Here on sunny Cape Cod, there is a joke about the four seasons. We have “Almost Winter”, “Winter”, “Still Winter” and “Bridge Construction”. And I thought I moved here for the balmy 70° weather, where a gentle breeze sways the coconut palms.
Midway between Winter Solstice and Spring Equinox and well before the first crocus of spring has blinked and stretched and peered out across the frozen, windswept tundra, there is a moment of insanity which helps those of us living in northern climes get through to that brief, blessed moment of warmth when the mosquitoes once again have their way with us.
The ancient Romans observed their mid-season festival on February 5, the pagan Irish on February 1. For Christians, it was February 2, Candlemas day, a Christian holiday celebrating the ritual purification of Mary.
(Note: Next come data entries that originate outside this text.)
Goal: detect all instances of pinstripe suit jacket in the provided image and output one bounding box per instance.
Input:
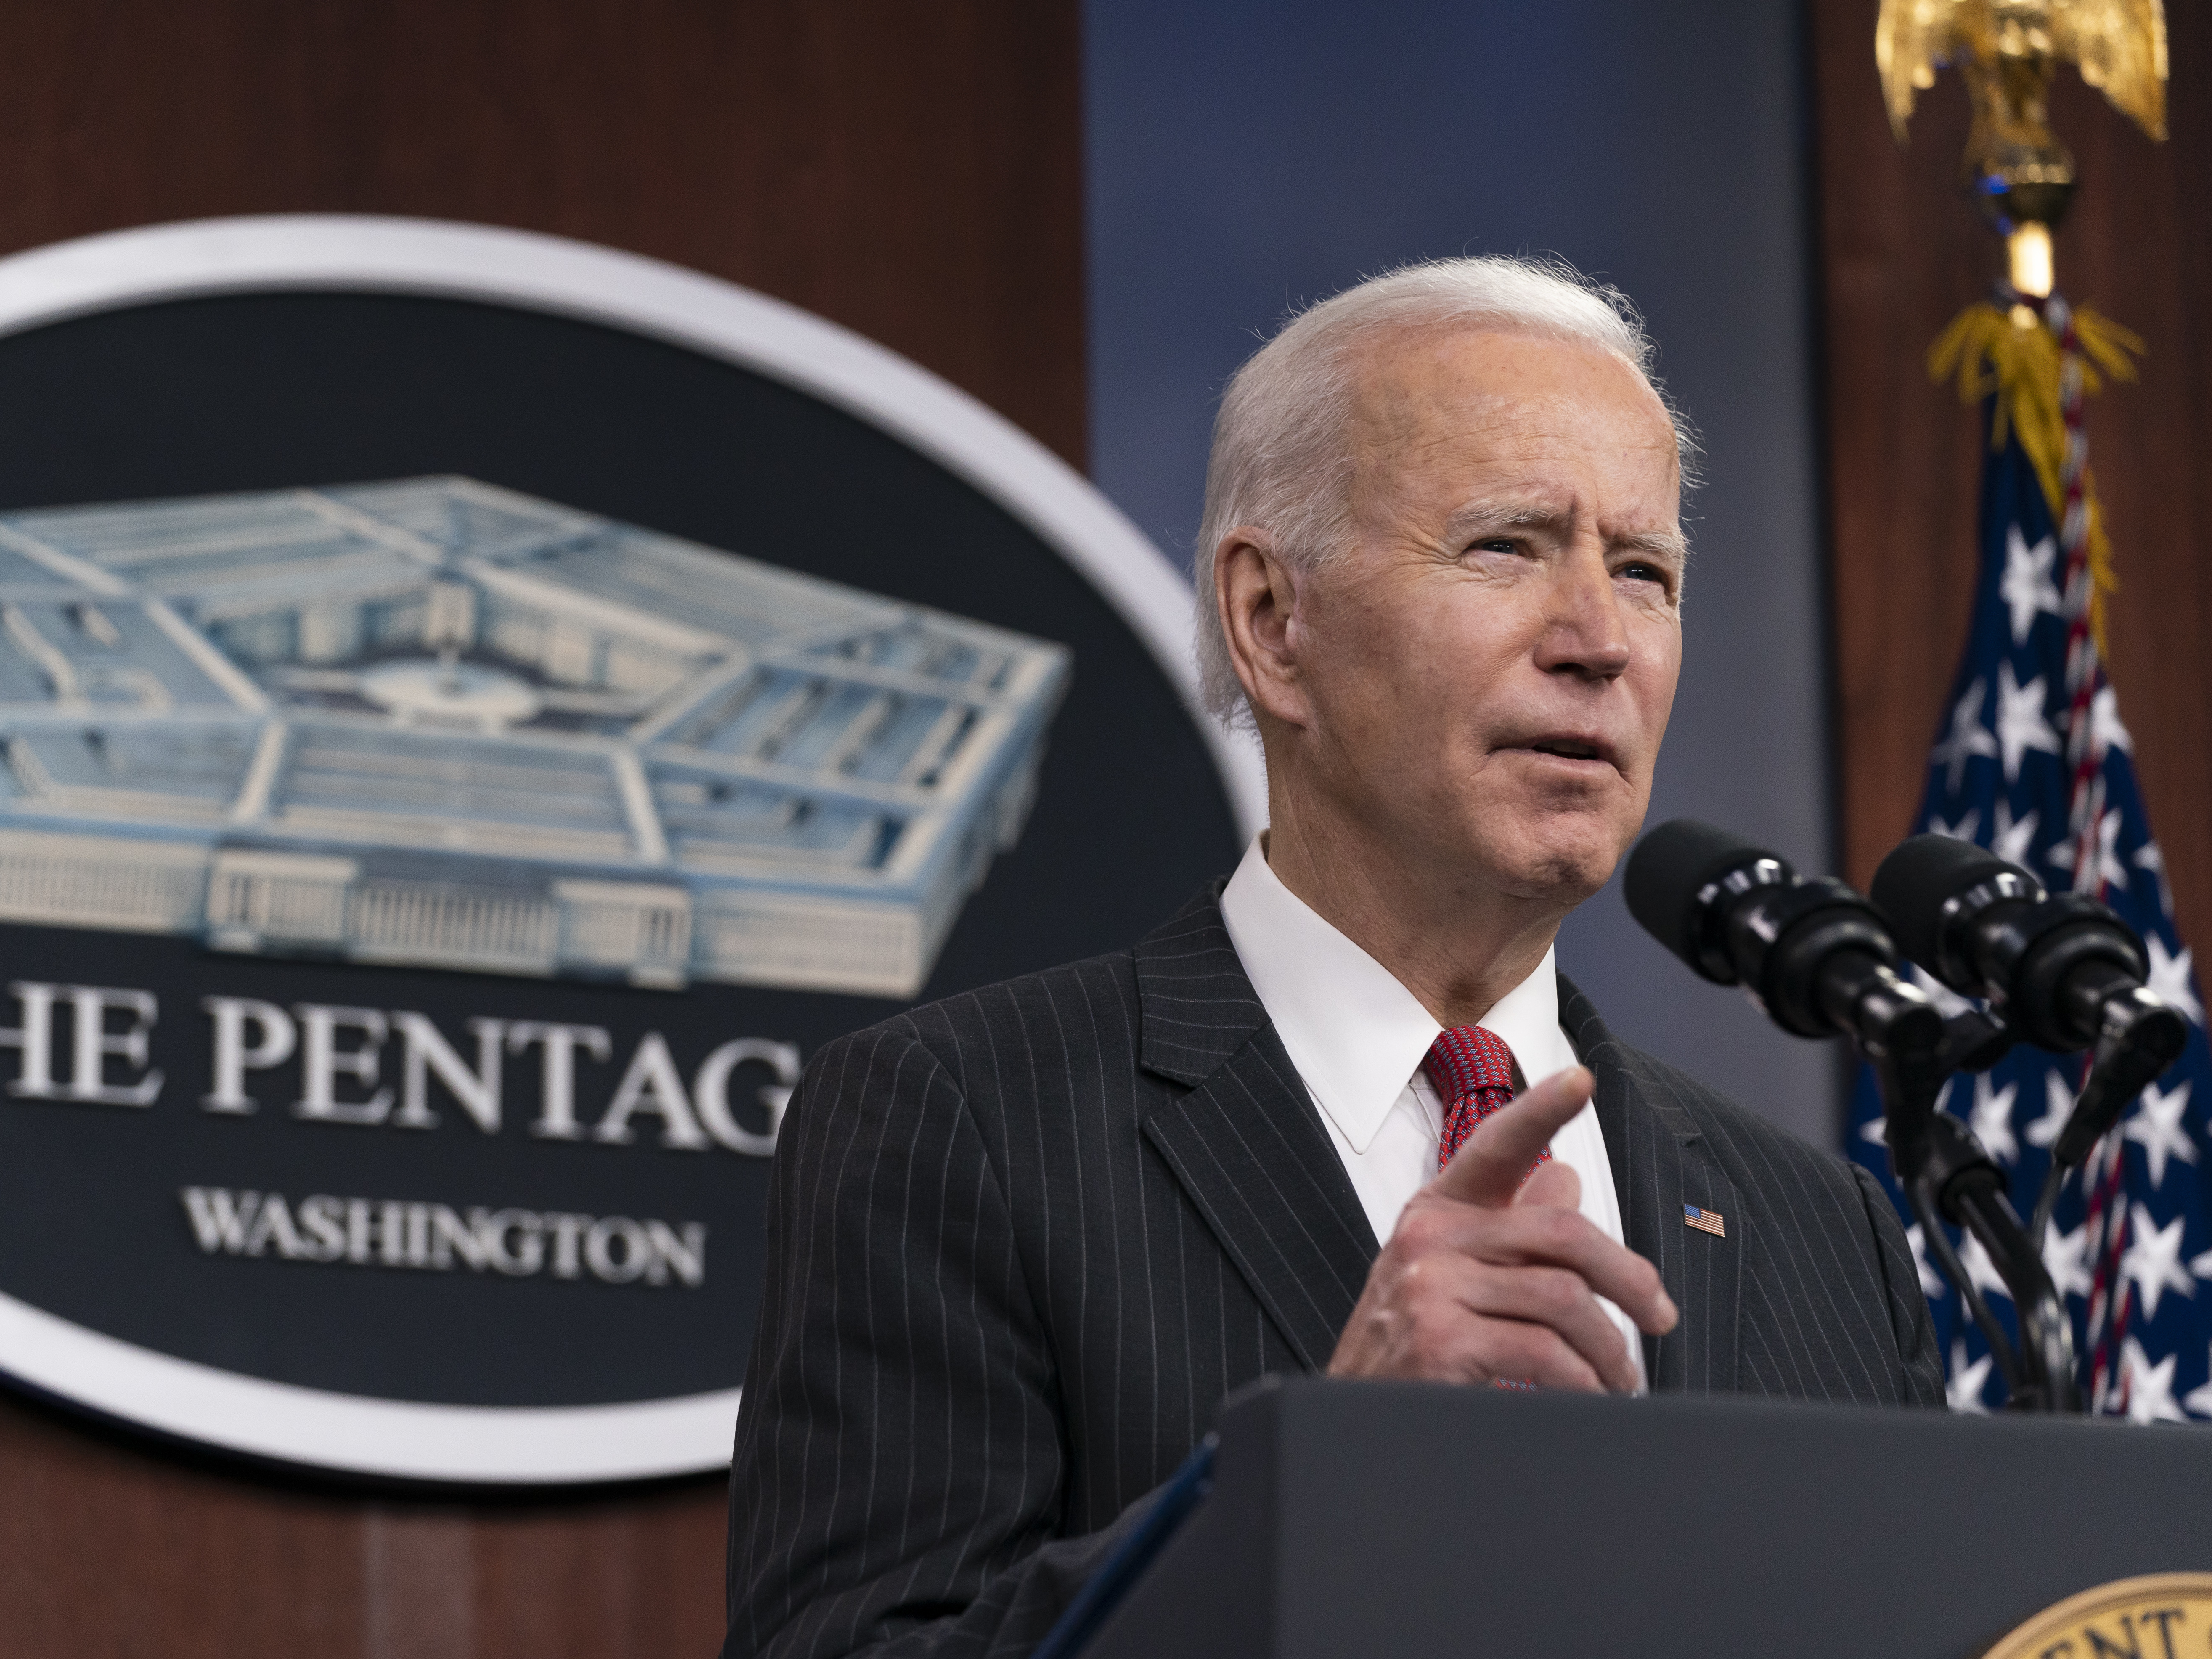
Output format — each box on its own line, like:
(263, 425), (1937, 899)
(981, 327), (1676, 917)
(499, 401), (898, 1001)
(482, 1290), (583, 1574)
(722, 888), (1944, 1659)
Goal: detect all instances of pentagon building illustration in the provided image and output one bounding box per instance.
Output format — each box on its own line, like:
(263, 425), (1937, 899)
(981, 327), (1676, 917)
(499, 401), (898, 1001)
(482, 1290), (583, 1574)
(0, 477), (1071, 997)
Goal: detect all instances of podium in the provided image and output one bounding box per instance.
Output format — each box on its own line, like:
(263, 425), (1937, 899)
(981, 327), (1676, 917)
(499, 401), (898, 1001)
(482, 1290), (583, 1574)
(1084, 1380), (2212, 1659)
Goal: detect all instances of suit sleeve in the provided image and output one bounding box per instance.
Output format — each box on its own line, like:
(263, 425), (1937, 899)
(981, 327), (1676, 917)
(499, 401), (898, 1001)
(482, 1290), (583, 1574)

For reasons which are not entirely clear, early Christians believed that there would be six more weeks of winter if the sun came out on Candlemas Day.
Clergy would bless and distribute candles needed for winter, their length representing how long and cold the winter would be. Germans expanded on the idea by selecting an animal, a hedgehog, as a means of predicting weather. Once a suitable number of Germans had come to America, they switched over to a more local rodent: Marmota Monax. The common Groundhog.
Groundhogs hibernate for the winter, an ability which some people I know would like to possess. During that time, their heart rate drops from 80 beats per minute to 5, and they live off their stored body fat. Another ability some of us would appreciate, very much.
The male couldn’t care less about the weather; he comes out of his burrow in February in search of a mate. If uninterrupted, he will fulfill his groundhog mission of love and return to earth, not coming out for good until sometime in March.
But then there is the amorous woodchuck’s worst nightmare in a top hat, a fiendish apparition known as the groundhog hunter.
In 1887, there was a group of groundhog hunters in Punxsutawney, Pennsylvania, imaginatively calling themselves the Punxsutawney Groundhog Club. One of them, a newspaper editor, declared on February 2, 1887, that their groundhog “Phil” was the only True weather forecasting rodent.
There are those who would dispute the Gobbler’s Knob crowd and their claims to Punxsutawney Phil’s weather forecasting prowess. Alabama has “Birmingham Bill”, and Canada has Shubenacadie Sam. New York can’t seem to decide between Staten Island Chuck and New York City’s very own official groundhog, “Pothole Pete”.
It appears that there is no word for groundhog in Arabic. Accounts of this day in the Arab press translate the word as جرذ الأرض., or, “Ground Rat”. Pretty exciting to learn that. Thanks al Jazeera.
If anyone was to bend down and ask Mr. Ground Rat his considered opinion on the matter, he would probably cast a pox on all our houses. It’s been a long winter. Mr. Ground Rat’s all dressed up for a date. He has other things on his mind.